How to Create Your Novel’s Logline
I recently read a post by Laura Drake on Writers in the Storm about a hassle-free way to create a logline for your story. (If you’re wondering what in sand buckets a logline is, it’s the short big picture byline used to sum up your work of genius. Think: mini synopsis.)

I thought hey, my sci-fi novel I’m currently editing is in need of a logline. And I reallllly suck at coming up with one by myself. Let’s figure out how to create one together.
There are formulas to come up with loglines:
- At Filmmaking101 Joe Lam says it must have 5 parts: Protagonist, genre, inner conflict, outer conflict, and climax.
- Blake Snyder in his book Save the Cat! says: It must contain a type of hero, the antagonist, the hero’s primal goal and it must have irony.
- Some say, all you need is a character with a goal and a conflict.
All those work. They’ll give you a perfectly workable logline. A workmanlike logline.
But to me, that’s only a place to start.
THEN you need to add what Margie Lawson calls,
*Sparkle Factor*
*Rubs hands together* Let’s do this.
I’m looking at Joe Lam’s 5 part list. . . and getting overwhelmed. So I’ll jump to Blake Snyder’s list. Irony? On demand? I have a hard enough time getting the bare bones down, which leaves me with the last of the bullet points: character, goal, conflict. (I’m answering this according to the New Adult sci-fi/fantasy manuscript I’m currently editing.)
Character: 22 year-old Breaker Gershom. (a description of the character is always more useful than the name because you learn more about them). This becomes >> a 22 year-old amputee who built his own prosthetic
Goal: to keep his little brother from dying. This sounds vague to me. Why would he be dying? This becomes >> to keep his little brother from going to war.

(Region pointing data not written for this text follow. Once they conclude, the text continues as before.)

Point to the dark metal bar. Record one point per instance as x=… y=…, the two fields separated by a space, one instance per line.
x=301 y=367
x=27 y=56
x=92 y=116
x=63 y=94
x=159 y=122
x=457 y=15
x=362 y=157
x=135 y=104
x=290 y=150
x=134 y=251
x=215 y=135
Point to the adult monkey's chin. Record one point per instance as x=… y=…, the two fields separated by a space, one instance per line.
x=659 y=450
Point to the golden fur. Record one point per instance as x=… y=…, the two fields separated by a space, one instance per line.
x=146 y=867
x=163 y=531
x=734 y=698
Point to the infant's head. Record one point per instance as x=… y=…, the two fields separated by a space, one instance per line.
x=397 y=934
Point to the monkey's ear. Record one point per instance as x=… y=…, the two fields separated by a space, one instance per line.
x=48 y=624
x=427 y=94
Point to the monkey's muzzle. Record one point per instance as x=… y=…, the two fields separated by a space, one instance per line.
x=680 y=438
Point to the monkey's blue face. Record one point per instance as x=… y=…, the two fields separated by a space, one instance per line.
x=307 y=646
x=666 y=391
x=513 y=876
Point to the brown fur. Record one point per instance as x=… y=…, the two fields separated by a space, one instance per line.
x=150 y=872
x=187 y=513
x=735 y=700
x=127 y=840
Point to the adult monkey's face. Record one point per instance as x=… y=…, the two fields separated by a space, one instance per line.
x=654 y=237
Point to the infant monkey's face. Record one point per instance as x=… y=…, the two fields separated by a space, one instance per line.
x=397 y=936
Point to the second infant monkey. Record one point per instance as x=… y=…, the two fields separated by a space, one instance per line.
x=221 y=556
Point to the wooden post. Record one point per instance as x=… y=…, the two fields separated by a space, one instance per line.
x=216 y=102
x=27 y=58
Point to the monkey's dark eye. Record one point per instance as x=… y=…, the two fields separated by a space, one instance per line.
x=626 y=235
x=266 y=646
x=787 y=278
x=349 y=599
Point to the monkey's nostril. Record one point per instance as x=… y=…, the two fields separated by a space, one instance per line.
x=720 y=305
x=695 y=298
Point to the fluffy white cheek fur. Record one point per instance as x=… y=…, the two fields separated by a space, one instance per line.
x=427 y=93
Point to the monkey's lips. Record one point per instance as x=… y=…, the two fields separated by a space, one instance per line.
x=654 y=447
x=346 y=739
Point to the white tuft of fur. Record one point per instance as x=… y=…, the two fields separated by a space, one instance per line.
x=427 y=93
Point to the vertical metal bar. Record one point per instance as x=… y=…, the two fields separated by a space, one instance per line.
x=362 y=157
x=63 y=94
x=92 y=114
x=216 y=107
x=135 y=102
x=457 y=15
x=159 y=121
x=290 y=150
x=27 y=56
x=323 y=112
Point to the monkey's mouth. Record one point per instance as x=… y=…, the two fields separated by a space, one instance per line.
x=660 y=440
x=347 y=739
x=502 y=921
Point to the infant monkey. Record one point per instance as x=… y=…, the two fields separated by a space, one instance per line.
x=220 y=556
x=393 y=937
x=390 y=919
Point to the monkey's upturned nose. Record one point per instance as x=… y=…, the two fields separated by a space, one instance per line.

Conflict (what keeps him from achieving this goal?): he needs to fix a starship first. First is vague again. It doesn’t show the pressure he’s under. This becomes >> fixes a starship under deadline.
Okay. Let’s see what we’ve got before we add sparkle, or what my critique partners call “sexing it up”: A 22 year-old amputee who built his own prosthetic fixes a starship under deadline to keep his little brother from going to war.
I’m pretty happy with it so far. The name change added a lot. Let’s tweak a little to add more of that glitz and glam.
A 22 year-old amputee who built his own prosthetic fixes a starship under threat and deadline to keep protect his little brother from going to fighting in a brewing war.
I like it. I might cut the “who built his own prosthetic,” especially for Twitter pitches, but for now I think I’ll leave it.
This is the final version:
A 22 year-old amputee who built his own prosthetic fixes a starship under threat and deadline to protect his little brother from fighting in a brewing war.
Ta-da! Thoughts? Anything you’d change? Are you working on your own logline?
Sounds exciting! 😀
Really great advice, I will be using it to create my own log line :
Good luck! Feel free to share once you’re done 🙂
Good stuff here..have sneaking suspicion I’ll be up close and personal soon with this log line. Thanks for taking the mystery out of these pesky buggers!
Lol- I have no doubt you will be 😉 right?? I’m so glad I can across that post! I feel as though I have the tool to tackle any log line now.